Configuring concurrency is one of the major knobs available for getting the most performance out of your model. In this doc, we’ll cover the options that are available to you.

Configuring concurrency

At a very high level, “concurrency” on Baseten refers to how many requests a single replica can process at the same time. There’s no universal best value for concurrenty — it depends on your model and the metrics that you are optimizing for (like throughput or latency).

In Baseten & Truss, there are two notions of concurrency:

There are two levers for managing concurrency:

  • Concurrency target: set in the Baseten UI, the number of requests that will be sent to a model at the same time
  • Predict concurrency: set in the Truss config, governs how many requests can go through the predict function on your Truss at once after they’ve made it to the model container.

Concurrency target

The concurrency target is set in the Baseten UI and governs the maximum number of requests that will be sent to a single model replica. Once the concurrency target is exceeded across all active replicas, the autoscaler will add more replicas (unless the max replica count is reached).

Let’s dive into a concrete example. Let’s say that we have:

  • A model deployment with exactly 1 replica.
  • A concurrency target of 2 requests.
  • 5 incoming requests.

In this situation, the first 2 requests will be sent to the model container, while the other 3 are placed in a queue. As the requests in the container are completed, requests are sent in from the queue.

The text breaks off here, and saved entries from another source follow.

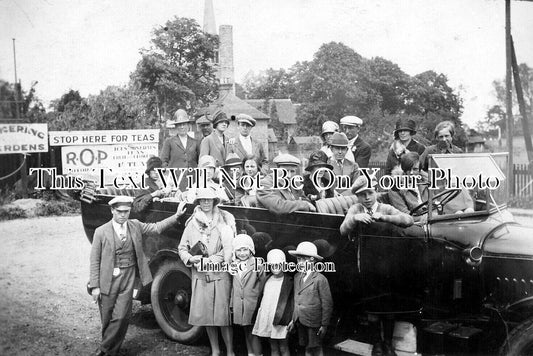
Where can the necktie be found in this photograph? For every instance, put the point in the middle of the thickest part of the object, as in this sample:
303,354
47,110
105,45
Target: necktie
122,233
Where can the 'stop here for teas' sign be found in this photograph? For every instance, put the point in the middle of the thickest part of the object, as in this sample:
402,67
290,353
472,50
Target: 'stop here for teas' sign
103,137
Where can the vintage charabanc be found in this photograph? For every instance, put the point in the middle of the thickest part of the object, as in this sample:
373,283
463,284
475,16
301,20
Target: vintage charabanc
463,281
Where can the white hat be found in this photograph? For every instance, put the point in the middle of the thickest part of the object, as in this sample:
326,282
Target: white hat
351,121
247,119
286,159
276,256
121,200
306,248
243,240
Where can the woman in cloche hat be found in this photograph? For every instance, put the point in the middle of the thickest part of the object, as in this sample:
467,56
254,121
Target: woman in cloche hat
206,243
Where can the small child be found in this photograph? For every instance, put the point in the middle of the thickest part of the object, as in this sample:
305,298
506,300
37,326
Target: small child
247,287
276,307
313,304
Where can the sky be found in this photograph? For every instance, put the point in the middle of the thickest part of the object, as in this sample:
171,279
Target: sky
89,45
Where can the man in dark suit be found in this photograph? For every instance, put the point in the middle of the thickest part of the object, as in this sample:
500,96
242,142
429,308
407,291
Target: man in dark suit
180,150
117,257
358,150
245,145
283,200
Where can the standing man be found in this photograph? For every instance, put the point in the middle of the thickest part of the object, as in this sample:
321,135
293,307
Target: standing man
283,200
217,144
180,150
341,165
117,257
245,146
358,150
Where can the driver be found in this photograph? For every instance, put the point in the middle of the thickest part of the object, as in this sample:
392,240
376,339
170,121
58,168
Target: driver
368,209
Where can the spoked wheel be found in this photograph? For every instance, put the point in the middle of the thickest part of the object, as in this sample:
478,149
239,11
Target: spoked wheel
520,340
171,297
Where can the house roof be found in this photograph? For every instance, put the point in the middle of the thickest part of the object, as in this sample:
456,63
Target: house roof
232,106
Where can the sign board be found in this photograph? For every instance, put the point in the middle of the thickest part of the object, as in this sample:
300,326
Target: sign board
102,137
123,160
23,138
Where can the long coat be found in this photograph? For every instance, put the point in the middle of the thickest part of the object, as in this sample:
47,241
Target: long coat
280,201
211,145
102,260
210,291
313,303
245,293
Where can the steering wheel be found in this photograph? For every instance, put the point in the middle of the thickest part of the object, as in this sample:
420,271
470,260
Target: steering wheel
439,201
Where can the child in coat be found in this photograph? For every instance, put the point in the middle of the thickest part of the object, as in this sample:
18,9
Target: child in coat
247,287
313,303
276,307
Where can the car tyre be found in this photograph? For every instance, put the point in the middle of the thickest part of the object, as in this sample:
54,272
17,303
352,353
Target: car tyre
170,296
519,341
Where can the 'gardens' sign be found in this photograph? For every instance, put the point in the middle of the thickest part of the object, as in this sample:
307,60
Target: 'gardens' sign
23,138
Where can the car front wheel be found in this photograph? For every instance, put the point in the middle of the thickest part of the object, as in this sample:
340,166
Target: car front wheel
170,296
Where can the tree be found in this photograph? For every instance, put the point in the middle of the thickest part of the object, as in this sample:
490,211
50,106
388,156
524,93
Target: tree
178,69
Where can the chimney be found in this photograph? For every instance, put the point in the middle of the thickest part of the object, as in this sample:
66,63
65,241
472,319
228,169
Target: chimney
225,56
209,18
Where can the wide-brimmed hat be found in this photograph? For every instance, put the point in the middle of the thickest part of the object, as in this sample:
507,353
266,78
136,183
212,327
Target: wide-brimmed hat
307,249
351,121
329,127
153,163
405,124
339,139
276,256
232,160
180,117
207,161
203,120
318,159
286,159
121,200
243,240
206,193
361,184
218,117
247,119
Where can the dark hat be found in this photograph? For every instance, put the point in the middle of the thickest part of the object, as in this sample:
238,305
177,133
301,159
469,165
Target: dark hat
218,117
318,159
153,163
339,139
405,124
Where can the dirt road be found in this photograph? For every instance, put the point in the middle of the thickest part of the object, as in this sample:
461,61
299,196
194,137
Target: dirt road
44,307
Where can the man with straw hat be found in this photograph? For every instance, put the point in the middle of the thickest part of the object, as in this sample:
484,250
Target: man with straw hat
117,258
313,303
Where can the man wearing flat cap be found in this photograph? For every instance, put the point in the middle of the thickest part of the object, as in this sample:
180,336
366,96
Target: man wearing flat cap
283,201
245,145
117,258
358,150
368,209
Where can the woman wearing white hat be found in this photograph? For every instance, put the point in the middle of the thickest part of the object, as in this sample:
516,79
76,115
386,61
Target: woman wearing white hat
207,243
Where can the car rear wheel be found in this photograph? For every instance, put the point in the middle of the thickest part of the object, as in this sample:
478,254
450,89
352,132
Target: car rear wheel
171,296
520,340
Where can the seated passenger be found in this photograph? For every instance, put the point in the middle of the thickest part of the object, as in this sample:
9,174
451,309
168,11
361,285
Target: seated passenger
406,200
341,165
368,209
317,160
286,200
154,186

However, if the model deployment’s autoscaling settings were to allow for more than one replica, this situation would trigger another replica to be created as there are requests in the queue.

Predict concurrency

Predict concurrency operates within the model container and governs how many requests will go through the Truss’ predict function concurrently.

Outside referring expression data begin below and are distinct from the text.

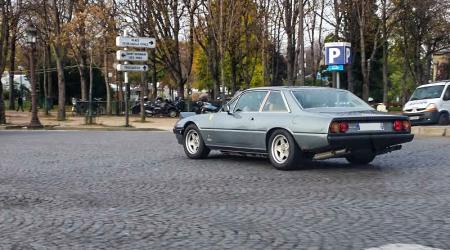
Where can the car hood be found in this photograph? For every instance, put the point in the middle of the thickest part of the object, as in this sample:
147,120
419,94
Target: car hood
420,104
349,113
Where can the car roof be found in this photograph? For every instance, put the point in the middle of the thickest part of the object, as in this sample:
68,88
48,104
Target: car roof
290,88
435,84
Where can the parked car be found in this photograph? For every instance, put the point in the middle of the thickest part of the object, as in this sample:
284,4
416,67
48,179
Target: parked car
294,124
429,104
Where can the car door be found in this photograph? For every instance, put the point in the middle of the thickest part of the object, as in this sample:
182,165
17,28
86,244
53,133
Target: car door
446,99
236,128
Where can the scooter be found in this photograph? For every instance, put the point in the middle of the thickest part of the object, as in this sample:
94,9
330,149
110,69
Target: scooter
162,108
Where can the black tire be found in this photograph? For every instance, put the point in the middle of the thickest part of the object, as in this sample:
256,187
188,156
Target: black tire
443,119
361,157
194,149
281,143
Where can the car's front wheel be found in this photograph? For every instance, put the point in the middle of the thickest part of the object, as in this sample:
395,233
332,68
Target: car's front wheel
443,119
361,157
284,153
194,147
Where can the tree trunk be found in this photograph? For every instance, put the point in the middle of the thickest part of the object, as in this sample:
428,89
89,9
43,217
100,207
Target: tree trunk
108,88
49,74
82,72
61,83
12,68
234,69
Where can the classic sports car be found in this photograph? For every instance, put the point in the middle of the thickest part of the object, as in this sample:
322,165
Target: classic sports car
295,124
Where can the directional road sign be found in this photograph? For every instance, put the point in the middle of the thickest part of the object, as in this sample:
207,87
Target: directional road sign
125,55
136,42
131,67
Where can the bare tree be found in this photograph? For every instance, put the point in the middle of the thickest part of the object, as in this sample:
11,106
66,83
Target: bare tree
5,8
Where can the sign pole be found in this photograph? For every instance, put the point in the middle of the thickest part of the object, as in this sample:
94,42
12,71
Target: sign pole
133,56
127,90
338,80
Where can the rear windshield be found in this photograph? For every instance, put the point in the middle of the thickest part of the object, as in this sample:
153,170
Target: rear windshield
328,98
427,92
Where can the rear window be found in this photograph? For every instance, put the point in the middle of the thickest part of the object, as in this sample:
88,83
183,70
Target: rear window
328,98
429,92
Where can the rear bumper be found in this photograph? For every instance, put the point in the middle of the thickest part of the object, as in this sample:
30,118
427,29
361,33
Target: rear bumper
376,143
420,118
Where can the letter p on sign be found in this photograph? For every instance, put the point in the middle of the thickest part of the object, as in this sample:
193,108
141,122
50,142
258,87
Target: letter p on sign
338,53
334,54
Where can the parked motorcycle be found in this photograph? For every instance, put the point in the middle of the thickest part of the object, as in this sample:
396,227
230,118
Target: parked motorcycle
165,108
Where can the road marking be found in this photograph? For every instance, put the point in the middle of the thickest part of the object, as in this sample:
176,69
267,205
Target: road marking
398,246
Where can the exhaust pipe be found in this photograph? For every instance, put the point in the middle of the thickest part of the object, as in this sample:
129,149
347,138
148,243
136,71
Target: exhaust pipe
330,154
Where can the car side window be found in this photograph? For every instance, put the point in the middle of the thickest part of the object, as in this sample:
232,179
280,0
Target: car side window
447,94
250,101
275,103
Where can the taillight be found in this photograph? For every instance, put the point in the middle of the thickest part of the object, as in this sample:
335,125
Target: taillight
398,125
343,127
406,125
338,127
401,125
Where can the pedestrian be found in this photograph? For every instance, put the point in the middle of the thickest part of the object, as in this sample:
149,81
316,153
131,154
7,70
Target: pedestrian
19,103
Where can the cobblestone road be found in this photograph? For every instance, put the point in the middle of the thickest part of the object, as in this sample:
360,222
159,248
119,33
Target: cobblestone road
137,190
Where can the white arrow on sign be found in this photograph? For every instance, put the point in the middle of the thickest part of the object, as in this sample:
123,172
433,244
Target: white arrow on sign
136,42
125,55
131,67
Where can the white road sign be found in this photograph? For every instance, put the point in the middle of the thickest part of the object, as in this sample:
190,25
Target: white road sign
131,67
124,55
136,42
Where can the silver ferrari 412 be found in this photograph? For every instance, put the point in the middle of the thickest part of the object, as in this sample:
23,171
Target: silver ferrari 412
294,124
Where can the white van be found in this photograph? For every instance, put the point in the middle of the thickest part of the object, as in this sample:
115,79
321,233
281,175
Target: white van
429,104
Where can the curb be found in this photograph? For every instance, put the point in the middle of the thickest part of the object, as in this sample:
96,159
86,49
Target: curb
431,131
49,128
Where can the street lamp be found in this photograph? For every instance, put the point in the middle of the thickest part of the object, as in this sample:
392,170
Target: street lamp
31,40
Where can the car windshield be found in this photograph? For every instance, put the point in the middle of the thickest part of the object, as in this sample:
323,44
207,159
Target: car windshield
427,92
328,98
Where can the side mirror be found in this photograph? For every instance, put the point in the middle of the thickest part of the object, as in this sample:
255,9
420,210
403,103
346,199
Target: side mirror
228,109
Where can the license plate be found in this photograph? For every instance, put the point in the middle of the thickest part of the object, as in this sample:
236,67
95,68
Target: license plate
376,126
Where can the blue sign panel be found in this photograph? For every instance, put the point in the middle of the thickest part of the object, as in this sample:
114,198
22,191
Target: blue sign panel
338,53
335,67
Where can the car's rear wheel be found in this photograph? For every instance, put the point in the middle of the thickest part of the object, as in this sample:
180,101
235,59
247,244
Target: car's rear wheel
284,153
361,157
194,147
443,119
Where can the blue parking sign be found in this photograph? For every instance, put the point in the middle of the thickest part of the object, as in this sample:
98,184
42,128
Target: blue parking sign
338,53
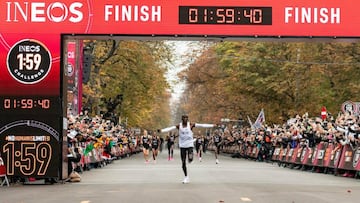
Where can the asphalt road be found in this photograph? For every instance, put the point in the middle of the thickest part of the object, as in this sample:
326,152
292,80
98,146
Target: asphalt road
130,180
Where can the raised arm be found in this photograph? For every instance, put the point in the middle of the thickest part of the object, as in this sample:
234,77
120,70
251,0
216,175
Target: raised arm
203,125
168,129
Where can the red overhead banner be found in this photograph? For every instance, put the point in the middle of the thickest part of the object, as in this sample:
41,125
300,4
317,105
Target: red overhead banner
332,18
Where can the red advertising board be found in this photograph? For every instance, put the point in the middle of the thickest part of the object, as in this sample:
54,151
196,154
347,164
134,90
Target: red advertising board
31,32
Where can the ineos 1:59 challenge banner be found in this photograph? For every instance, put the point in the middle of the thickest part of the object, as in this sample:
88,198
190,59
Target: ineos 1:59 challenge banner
30,42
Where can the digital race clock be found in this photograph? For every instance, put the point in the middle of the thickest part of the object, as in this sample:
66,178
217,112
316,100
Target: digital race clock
37,104
225,15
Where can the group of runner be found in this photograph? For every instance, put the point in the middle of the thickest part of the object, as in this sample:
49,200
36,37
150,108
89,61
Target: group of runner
150,141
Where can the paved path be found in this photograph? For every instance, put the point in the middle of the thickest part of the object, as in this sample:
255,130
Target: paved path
130,180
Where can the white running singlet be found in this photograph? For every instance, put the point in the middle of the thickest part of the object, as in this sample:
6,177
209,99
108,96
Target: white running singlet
185,136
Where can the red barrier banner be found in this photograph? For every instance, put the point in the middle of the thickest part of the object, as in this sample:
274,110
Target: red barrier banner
275,156
356,159
318,155
290,152
295,154
254,152
335,157
306,155
282,154
329,147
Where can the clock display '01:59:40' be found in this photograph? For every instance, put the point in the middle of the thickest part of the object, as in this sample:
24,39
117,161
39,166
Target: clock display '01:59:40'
26,103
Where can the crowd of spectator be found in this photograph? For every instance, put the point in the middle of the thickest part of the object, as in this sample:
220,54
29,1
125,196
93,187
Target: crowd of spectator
300,131
94,142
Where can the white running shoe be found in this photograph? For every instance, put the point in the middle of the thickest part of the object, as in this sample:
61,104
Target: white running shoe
186,180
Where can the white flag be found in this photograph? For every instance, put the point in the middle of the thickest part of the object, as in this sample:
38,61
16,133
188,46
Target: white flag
260,119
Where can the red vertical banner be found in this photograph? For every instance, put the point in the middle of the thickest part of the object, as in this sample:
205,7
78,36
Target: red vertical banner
349,158
79,73
356,159
74,75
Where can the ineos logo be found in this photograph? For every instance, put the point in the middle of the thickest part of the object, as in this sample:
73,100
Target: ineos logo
29,61
356,157
41,12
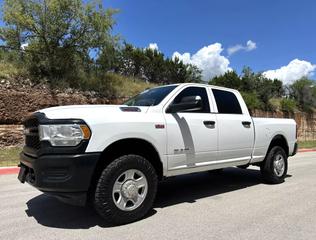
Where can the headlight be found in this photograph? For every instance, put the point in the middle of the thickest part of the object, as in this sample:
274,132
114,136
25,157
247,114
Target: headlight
64,134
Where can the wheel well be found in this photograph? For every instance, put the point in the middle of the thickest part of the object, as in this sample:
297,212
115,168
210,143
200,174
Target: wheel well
128,146
279,140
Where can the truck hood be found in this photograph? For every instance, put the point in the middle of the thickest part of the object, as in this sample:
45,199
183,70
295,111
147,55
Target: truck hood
86,111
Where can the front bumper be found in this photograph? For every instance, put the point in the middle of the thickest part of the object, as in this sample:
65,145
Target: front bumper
64,176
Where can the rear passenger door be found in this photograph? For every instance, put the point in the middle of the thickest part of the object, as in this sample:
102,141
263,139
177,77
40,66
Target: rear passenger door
192,135
235,127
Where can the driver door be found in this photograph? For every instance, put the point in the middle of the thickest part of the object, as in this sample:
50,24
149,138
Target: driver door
192,133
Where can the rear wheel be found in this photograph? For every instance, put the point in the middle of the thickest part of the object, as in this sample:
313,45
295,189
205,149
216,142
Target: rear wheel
274,168
126,189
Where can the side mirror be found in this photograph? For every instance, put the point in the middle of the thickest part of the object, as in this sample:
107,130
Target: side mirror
189,103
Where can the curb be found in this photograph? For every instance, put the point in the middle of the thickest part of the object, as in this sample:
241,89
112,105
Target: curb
9,170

A Truss can implement three functions to process a request:

  • preprocess: processes model input before inference. For example, in a Truss for Whisper, this function might download the audio file for transcription from a URL in the request body.
  • predict: performs model inference. This is the only function that blocks the GPU.
  • postprocess: processes model output after inference, such as uploading the results of a text-to-image model like Stable Diffusion to S3.

The predict concurrency setting lets you limit access to the GPU-blocking predict function while still handling pre- and post-processing steps with higher concurrency.

Predict concurrency is set in the Truss’ config.yaml file:

model_name: "My model with concurrency limits"
    predict_concurrency: 2 # the default is 1

To better understand this, let’s extend our previous example by zooming in on the model pod:

  • A model deployment with exactly 1 replica.
  • A concurrency target of 2 requests.
  • New: a predict concurrency of 1 request.
  • 5 incoming requests.

Here’s what happens:

  1. Two requests enter the model container.
  2. Both requests begin pre-processing immediately.
  3. When one request finishes pre-processing, it it let into the GPU to run inference. The other request will be queued if it finishes pre-processing before the first request finishes inference.
  4. After the first request finishes inference, it moves to post-processing and the second requests begins inference on the GPU.
  5. After the second request finishes inference, it can immediately move to post-processing whether or not the first request is still in post-processing.

This shows how predict concurrency protects the GPU resources in the model container while still allowing for high concurrency in the CPU-bound pre- and post-processing steps.

Concurrency target must be greater than or equal to predict concurrency, or your maximum predict concurrency will never be reached.